I love Andrea Bocelli's voice. I love this CD. I went to Wherehouse this morning and traded in about 20 CDs I never listen to any more and got $34 credit for them so I did a little shopping and this was one of the CDs I bought. Oooooooooo la la! I also got another one by Emmylou Harris, "Red Dirt Girl". Also got The Fray and "Gord's Gold Volume II" by Gordon Lightfoot. I've been a Gordon Lightfoot fan since...well...since forever. Or at least since the first time I heard "If I could Read Your Mind" when I was a teenager. A teenager...oh my word. Me? Really? An added pleasure to my CD buying spree was getting the 4th CD for free...it was a "Buy 3 used CD's...get 1 FREE!" kind of deal. Gotta love that!
And then I came home and got a wonderful surprise in the mail! A week or two ago on Facebook I started doing some searches and I thought of a pen pal I had from years past. We became pen pals thru what I believe was a school project in English? At least I think that's how we originally made contact. I was 14 and I think R was 13. This was in the days before home computers. Before cell phones. We kept in contact quite regularly thru snail mail. And one summer when her family came out here from Minnesota to visit relatives in Gresham -- I think it was Gresham, a suburb just east of Portland -- she called me on the phone and we got to hear what each other sounded like! And when I was 19 I went back to Minneapolis to visit a friend of mine who'd moved there and my friend LuAnn drove me to Red Wing, where R lived at the time, so we could meet. We both got married, still writing to each other. Then the babies came along. Two for me. Something like 5 for her in about 5 years' time. We got busy. We got very busy. And our letters finally trickled down to nothing, sadly, when we were in our mid-20s. I tried a few times to contact her tho she doesn't know this because the letters I sent came back "Address Unknown" or "This person doesn't live here" on them. So I'd pretty much come to accept the fact I'd probably lost her forever.

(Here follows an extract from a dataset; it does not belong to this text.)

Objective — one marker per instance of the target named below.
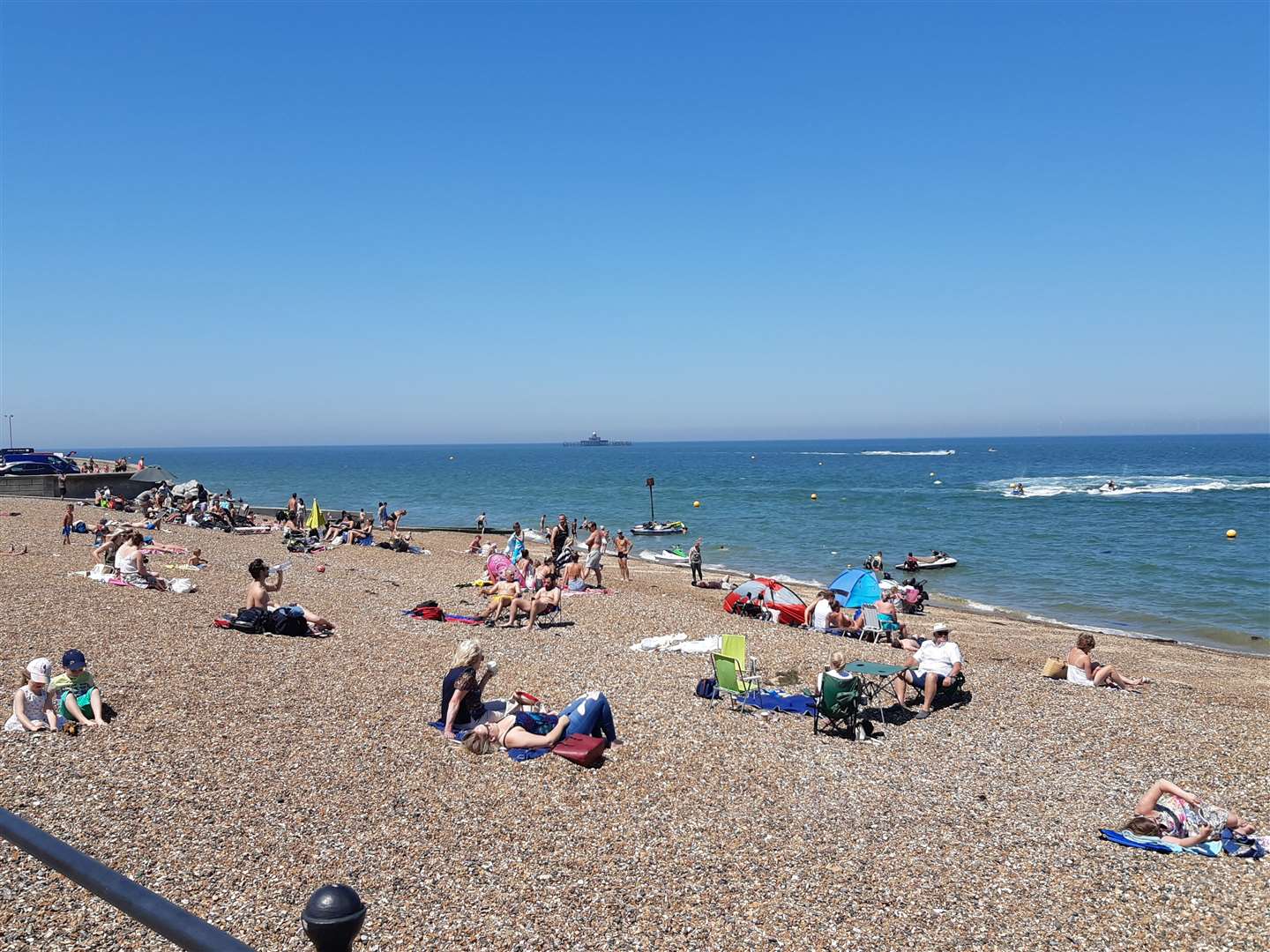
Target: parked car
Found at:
(56, 462)
(28, 470)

Then, Facebook comes around.
I did a search on the last name she'd had the last time we'd been in contact about 30 years ago. 30 YEARS! And then, for a lark, typed in her hometown high school. What shows up but a handful of younger people with that last name. And one of the names I recognized as the name of her -- I believe -- oldest daughter, a rather uncommon first name. Since R had done some moving around I wasn't sure if this might be her daughter for sure because she'd lived out west when we'd last written to each other. So...I took the bull by the horns and sent this young woman a private message, explaining to her who I was and how her mom might be the R I've been looking for. A day later...success! The young lady wrote back and said, yes, R's her mom! And how exciting it was to know that, even when people can lose contact for years, they can still reconnect. She gave me her mom's snail mail and email addresses and I fired off an email to R. That was last week. Her daughter had told me her mom isn't much in to computers and would possibly contact me by snail mail so I've had that in the back of my mind. Then, today when I came in from shopping and the library and Dear Hubby arrived a few minutes later and brought the mail in, he was almost as excited as I was, flapping the envelope at me and telling me, "Here's something from your old pen pal!" A lovely card with a note inside, telling me a 'summary of the past 30 years' will be coming next week!' But she'd wanted me to know she'd gotten my email and was as thrilled to make contact again as I was!
So, how cool was that?!
Now...the downside of Facebook. And this was entirely my fault. You know the old saying, "Curiosity killed the cat"? Well, I don't know what came over me but I did some more searches, looking for some of the people I'd been involved in satanism with. And I found them. And it creeped me out so badly I deactivated my Facebook account completely. For REAL this time. It was so easy to find them so I'm sure it'd be just as easy for them to find me. And I don't want that, not at all at all at all. When I was talking to my daughter about it today she just shook her head and said, "Mom, really....sometimes I just wonder about you." Sometimes I wonder about myself, too.